Core Concepts
Introducing a damping outflow forcing mechanism improves stability in multiphase flow simulations with sharp interfacial jumps.
Abstract
A study introduces a damping outflow forcing mechanism to stabilize multiphase flows with sharp interfacial jumps. Inadequate treatment of jumps at the outlet can lead to undesirable fluid disturbances. The forcing term acts as a damping mechanism to control vortices generated by droplets/bubbles. It is designed to enforce stability in the numerical solution and can be applied to simulate various multiphase flow problems. The study demonstrates its applicability in pool and flow boiling scenarios, addressing challenges posed by bubble-induced vortices during evaporation and condensation at the outflow boundary. Computational experiments using Flash-X software show promising results for three-dimensional simulations on supercomputing platforms.
Stats
These flows are dominated by low Weber numbers and a sharp jump in pressure, velocity, and temperature.
Validation and verification cases are chosen to quantify accuracy and stability of the proposed method.
Computational experiments are performed using Flash-X, an open-source software instrument for fluid dynamics simulations.
The formulation is implemented for a sharp interface ghost fluid method (GFM) but can be extended to other methods with minor modifications.
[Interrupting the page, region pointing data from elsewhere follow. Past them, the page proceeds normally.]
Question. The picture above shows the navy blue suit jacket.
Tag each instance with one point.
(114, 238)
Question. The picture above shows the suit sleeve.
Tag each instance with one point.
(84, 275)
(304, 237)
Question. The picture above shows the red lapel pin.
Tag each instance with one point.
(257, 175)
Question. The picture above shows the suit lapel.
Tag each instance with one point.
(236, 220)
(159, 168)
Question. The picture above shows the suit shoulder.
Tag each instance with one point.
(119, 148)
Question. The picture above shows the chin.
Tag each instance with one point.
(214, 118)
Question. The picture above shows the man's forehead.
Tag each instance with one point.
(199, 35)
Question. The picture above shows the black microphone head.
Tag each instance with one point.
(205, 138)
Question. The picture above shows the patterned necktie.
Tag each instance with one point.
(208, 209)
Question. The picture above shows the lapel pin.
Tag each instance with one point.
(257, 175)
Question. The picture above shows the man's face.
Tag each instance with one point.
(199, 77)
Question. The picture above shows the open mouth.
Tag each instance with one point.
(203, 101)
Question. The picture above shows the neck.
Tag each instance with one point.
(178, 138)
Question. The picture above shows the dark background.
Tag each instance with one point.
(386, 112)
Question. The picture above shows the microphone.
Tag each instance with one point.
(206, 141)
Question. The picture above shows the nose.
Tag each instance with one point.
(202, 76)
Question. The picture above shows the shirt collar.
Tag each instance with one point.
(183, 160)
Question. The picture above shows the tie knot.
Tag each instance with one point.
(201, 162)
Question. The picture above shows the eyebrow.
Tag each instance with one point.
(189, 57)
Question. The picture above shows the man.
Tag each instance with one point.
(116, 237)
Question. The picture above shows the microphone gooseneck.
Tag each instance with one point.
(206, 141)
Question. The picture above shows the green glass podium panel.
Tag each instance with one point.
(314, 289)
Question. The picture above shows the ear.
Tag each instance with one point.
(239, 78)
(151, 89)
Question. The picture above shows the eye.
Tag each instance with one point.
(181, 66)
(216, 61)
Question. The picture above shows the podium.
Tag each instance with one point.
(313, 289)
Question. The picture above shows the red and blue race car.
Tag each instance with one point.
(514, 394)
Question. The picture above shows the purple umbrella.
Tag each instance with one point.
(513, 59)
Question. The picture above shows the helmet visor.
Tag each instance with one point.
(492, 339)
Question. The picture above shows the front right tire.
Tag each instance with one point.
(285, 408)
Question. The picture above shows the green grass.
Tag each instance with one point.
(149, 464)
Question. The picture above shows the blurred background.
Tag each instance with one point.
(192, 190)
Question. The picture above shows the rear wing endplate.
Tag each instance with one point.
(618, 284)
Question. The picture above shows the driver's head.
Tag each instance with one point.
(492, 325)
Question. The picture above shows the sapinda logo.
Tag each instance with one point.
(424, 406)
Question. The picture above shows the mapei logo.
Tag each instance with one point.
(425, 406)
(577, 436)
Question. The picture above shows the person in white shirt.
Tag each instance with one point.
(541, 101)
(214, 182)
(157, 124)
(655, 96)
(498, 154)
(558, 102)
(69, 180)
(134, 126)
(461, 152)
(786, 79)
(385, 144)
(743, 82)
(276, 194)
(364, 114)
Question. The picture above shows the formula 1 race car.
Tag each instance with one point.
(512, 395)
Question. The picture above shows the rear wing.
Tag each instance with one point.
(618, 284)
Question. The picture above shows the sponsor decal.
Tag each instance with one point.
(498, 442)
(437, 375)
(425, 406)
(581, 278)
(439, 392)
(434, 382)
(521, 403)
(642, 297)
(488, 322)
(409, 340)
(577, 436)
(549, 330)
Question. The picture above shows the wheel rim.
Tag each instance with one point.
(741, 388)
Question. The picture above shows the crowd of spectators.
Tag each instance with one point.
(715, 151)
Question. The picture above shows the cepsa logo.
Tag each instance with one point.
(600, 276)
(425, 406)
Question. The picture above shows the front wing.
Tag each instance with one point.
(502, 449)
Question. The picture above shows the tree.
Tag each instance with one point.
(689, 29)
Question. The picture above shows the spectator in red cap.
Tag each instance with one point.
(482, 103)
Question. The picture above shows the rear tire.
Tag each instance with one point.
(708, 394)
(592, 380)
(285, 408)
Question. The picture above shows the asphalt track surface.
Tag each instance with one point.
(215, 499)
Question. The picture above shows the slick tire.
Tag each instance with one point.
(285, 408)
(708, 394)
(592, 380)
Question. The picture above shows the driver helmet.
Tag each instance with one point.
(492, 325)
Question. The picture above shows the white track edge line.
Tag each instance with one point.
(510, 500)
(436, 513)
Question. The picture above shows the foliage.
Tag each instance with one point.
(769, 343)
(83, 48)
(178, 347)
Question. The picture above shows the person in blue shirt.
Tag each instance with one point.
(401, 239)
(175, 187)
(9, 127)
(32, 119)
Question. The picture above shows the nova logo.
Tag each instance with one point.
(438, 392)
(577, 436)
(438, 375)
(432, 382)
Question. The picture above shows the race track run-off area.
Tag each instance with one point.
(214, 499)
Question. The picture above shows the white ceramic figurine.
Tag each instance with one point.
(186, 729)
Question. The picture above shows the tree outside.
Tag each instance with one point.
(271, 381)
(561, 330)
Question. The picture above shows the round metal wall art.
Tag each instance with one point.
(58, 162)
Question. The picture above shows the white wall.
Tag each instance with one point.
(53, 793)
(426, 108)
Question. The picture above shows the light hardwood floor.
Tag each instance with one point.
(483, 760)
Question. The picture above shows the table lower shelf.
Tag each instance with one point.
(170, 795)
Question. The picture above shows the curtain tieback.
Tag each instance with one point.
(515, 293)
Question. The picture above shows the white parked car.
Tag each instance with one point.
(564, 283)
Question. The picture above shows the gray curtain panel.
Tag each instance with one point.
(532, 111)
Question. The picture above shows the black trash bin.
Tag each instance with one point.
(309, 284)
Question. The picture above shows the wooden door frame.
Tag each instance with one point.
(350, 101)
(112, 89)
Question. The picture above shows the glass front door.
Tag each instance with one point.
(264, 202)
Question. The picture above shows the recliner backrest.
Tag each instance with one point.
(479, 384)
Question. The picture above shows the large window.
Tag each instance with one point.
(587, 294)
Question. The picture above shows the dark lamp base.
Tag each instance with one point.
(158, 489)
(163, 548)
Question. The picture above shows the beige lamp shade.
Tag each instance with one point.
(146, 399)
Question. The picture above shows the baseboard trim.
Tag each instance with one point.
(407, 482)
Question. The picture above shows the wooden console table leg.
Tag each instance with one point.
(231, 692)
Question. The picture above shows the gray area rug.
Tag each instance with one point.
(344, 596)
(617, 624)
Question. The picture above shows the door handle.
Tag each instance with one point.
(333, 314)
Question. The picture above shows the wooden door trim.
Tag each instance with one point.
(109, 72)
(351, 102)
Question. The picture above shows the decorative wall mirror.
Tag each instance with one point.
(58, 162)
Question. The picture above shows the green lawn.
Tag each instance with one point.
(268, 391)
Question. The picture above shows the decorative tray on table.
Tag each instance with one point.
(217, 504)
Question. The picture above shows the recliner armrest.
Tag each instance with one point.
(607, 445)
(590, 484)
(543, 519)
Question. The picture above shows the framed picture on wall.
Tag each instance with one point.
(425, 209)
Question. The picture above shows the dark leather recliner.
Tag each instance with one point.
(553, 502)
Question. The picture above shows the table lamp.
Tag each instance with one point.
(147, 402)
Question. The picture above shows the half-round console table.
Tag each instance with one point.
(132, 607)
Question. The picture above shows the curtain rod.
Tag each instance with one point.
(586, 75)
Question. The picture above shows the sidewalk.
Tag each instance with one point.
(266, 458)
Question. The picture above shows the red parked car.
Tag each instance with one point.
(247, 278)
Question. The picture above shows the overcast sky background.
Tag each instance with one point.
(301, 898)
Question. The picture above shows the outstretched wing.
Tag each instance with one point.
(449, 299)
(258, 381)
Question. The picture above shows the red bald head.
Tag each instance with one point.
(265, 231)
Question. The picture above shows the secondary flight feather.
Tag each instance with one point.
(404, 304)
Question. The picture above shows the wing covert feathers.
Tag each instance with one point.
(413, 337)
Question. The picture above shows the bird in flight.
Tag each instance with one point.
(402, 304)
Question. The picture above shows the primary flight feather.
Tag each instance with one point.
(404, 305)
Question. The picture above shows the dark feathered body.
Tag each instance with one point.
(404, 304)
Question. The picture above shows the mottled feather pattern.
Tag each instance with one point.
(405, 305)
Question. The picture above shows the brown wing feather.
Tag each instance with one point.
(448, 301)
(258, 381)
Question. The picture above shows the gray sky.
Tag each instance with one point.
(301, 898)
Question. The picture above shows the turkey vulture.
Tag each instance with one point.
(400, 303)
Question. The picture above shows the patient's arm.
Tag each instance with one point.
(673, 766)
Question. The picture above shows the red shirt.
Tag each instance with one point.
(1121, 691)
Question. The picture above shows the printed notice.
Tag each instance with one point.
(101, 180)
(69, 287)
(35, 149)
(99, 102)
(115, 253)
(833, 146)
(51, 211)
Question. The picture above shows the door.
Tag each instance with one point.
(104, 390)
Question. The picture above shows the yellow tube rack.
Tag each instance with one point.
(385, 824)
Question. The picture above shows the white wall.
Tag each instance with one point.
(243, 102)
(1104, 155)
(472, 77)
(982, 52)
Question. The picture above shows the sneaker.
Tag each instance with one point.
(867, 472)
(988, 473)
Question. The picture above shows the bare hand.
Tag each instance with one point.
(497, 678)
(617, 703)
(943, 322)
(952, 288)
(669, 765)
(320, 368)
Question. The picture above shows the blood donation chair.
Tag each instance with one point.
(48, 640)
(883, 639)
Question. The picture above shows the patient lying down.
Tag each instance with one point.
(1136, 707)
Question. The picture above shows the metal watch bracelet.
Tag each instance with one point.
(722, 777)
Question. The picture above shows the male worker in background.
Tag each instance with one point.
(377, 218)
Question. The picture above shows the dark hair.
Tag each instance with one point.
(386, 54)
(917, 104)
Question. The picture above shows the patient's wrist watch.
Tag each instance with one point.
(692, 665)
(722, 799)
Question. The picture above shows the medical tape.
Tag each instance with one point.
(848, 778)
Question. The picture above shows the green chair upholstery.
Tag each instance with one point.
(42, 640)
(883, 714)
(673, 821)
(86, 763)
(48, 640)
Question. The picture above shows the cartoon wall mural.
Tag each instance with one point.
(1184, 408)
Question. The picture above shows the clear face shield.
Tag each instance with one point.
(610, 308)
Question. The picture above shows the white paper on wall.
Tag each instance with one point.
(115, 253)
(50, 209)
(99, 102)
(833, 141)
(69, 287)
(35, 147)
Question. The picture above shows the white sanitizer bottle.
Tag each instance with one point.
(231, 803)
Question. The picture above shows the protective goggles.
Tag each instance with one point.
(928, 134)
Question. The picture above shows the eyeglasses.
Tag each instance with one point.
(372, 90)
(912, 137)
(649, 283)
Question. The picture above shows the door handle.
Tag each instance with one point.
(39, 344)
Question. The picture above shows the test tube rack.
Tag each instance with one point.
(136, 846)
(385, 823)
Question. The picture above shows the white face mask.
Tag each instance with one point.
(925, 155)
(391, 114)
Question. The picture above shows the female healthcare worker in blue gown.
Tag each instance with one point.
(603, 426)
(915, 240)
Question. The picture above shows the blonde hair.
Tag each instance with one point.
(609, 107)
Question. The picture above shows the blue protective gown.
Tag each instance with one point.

Parameters such as density ratios, viscosity ratios, Reynolds numbers, Prandtl numbers, Stefan numbers, Froude numbers, and Weber numbers are provided for different scenarios.
Quotes
"The forcing term acts as a damping mechanism to control vortices that are generated by droplet/bubbles in multiphase flows."
"To mitigate these disturbances, we introduce a forcing term that can be applied to incompressible Navier-Stokes equations."
"Outflow boundaries play an important role in multiphase fluid dynamics simulations involving transition between liquid and vapor phases."